00:36:55.520 | And let's have a look at actually evaluating that and have a look at the results.
00:36:59.520 | Okay, so I just have this notebook where I've evaluated the model. So I'm using this STS
00:37:07.760 | sentence textual similarity benchmark data set, which is multilingual. I'm getting the English
00:37:14.960 | data and also the Italian. And you can see they are similar. So each row in the English data set
00:37:26.240 | corresponds to the other language data sets as well. So in here, sentence 1 in the English means
00:37:31.600 | the same thing as sentence 0 in the Italian. Okay, same sentence 2, also the same similarity score.
00:37:39.680 | So the first thing we do is normalize that similarity score, and then we go down a little
00:37:46.320 | bit. So we reformat the data using Sentence Transformer's InputExample class. And through
00:37:54.960 | this, I've created three different evaluation sets. So we have the English to English,
00:38:00.480 | Italian to Italian, and then English to Italian. And then what we do here is we initialize
00:38:09.600 | a similarity evaluator for each of these data sets. Again, we're using Sentence Transformers,
00:38:15.680 | just makes life a lot easier. We initialize those, and then we can just pass our model
00:38:21.280 | to each one of those evaluators to get its performance. So here, 81.6 on the English set,
00:38:28.640 | 74.3 and 71 here. Now, I just trained on one epoch. If you want better performance,
00:38:38.320 | you can train on what epochs, and you should be able to get more towards 80% or maybe a little
00:38:44.240 | bit higher. So pretty straightforward and incredibly easy.

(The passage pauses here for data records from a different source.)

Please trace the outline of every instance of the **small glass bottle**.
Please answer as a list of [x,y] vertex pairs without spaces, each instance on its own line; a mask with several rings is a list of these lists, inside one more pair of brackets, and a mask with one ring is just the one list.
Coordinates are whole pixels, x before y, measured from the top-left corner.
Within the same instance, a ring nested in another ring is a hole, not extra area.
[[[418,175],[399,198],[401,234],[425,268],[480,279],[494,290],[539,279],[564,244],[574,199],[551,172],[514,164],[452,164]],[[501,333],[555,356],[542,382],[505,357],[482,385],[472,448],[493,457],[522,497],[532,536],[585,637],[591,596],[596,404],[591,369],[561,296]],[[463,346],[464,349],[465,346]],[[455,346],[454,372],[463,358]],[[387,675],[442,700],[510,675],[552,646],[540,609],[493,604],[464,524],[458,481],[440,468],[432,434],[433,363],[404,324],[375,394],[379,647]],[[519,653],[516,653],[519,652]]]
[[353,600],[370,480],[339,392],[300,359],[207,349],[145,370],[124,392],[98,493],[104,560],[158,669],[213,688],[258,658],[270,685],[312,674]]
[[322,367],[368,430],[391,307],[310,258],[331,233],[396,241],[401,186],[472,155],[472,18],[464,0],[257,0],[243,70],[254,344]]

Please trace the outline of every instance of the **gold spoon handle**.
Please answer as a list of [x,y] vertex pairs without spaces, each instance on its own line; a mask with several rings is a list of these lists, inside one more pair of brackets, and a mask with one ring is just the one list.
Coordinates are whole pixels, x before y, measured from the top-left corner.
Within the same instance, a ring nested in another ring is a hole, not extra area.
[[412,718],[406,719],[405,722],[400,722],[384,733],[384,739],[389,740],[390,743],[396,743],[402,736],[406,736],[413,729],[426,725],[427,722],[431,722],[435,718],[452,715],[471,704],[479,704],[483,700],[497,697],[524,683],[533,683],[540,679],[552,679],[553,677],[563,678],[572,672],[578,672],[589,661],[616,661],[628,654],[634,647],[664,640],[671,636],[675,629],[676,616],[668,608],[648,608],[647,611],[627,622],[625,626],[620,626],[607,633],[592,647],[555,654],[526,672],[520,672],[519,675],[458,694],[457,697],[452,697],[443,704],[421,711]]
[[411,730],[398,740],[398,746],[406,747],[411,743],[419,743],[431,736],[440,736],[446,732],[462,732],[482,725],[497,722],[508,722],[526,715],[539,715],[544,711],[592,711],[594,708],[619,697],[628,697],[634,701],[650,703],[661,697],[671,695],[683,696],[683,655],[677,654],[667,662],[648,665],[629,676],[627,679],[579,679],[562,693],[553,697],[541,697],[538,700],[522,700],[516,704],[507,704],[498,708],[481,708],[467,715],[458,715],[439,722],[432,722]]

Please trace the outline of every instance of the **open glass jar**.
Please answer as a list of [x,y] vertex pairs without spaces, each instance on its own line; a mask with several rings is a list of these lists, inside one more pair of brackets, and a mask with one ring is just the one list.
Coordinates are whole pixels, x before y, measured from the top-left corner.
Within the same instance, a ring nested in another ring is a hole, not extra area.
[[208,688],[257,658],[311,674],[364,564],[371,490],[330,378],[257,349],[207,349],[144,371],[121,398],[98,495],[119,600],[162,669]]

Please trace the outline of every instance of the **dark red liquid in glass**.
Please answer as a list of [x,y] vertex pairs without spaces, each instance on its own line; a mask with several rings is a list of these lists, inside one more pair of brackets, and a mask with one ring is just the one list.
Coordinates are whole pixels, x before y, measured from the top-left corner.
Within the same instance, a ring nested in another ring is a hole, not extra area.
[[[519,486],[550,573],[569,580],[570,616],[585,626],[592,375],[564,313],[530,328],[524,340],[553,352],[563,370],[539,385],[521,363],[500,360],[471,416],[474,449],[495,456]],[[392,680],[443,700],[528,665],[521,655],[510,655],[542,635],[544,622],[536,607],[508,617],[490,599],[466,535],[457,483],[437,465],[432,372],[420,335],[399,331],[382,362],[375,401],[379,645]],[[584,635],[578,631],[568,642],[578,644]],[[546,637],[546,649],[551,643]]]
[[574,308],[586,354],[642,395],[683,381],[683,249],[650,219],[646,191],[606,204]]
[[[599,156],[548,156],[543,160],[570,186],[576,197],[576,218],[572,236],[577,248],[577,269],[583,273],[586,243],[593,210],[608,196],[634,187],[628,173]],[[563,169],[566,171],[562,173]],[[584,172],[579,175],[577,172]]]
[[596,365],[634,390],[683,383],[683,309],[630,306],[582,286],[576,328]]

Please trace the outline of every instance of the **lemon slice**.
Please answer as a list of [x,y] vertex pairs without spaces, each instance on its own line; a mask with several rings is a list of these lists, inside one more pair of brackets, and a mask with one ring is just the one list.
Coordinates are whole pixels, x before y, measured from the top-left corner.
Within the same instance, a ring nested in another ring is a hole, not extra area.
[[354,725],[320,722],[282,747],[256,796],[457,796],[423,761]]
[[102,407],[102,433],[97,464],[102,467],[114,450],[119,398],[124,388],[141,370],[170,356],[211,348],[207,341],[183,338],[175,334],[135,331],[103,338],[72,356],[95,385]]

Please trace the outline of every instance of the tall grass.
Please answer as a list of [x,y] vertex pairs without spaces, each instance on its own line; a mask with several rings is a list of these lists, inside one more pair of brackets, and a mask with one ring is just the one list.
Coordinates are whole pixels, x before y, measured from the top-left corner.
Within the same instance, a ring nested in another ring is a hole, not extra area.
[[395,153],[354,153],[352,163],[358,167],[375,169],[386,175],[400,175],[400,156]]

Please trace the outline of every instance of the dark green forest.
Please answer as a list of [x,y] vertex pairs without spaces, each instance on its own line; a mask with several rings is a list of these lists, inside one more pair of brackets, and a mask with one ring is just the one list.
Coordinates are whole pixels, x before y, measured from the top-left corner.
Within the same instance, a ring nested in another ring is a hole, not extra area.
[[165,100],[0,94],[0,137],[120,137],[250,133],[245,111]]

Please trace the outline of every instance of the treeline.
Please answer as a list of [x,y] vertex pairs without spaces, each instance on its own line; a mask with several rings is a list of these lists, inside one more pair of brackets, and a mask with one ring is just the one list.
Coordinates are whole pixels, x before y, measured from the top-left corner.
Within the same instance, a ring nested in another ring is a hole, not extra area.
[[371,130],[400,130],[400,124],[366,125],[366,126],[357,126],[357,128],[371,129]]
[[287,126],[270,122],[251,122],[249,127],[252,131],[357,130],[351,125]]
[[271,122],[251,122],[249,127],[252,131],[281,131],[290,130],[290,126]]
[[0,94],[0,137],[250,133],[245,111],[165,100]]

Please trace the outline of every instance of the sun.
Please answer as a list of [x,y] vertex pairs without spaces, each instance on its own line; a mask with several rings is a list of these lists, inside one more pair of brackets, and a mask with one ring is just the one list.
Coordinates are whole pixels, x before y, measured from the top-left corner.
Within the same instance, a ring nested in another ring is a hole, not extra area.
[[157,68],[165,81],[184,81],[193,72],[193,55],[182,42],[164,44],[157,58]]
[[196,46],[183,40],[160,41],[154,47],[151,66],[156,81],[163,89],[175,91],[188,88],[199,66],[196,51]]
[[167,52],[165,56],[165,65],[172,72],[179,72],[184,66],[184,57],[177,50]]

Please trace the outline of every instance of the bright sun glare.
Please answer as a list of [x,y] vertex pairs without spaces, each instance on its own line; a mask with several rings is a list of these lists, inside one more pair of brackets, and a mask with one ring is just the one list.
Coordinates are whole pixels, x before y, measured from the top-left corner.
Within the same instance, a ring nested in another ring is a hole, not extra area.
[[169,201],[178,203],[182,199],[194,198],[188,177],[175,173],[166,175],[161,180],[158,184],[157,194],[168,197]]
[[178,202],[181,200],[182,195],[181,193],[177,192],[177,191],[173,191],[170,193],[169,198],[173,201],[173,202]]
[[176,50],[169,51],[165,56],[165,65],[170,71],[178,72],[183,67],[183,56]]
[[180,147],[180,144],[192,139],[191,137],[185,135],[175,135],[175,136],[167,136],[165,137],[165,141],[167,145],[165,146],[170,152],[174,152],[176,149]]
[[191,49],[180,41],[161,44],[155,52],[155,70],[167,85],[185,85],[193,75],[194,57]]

And then here, I wanted to
00:38:53.040 | compare that to the student before we trained it. So I initialized a new student and had a look,
00:38:58.800 | and you can see the evaluation is pretty low. So for English, 47.5. Italian, actually 50%,
00:39:07.680 | surprisingly. Although it's already a multilingual model, so it does make sense I can just send
00:39:15.120 | Italian. And then from English to Italian, it really struggles, drops down to 23.
00:39:22.800 | So that's it for this video. I think it's been pretty useful, at least for me. I can kind of
00:39:32.000 | see where you can build a Sentence Transformer in a lot of different languages using this,
00:39:39.040 | which is, I think, really cool and will probably be useful for a lot of people.
00:39:43.680 | So I hope you enjoyed the video. Thank you very much for watching,
00:39:49.680 | and I'll see you again in the next one.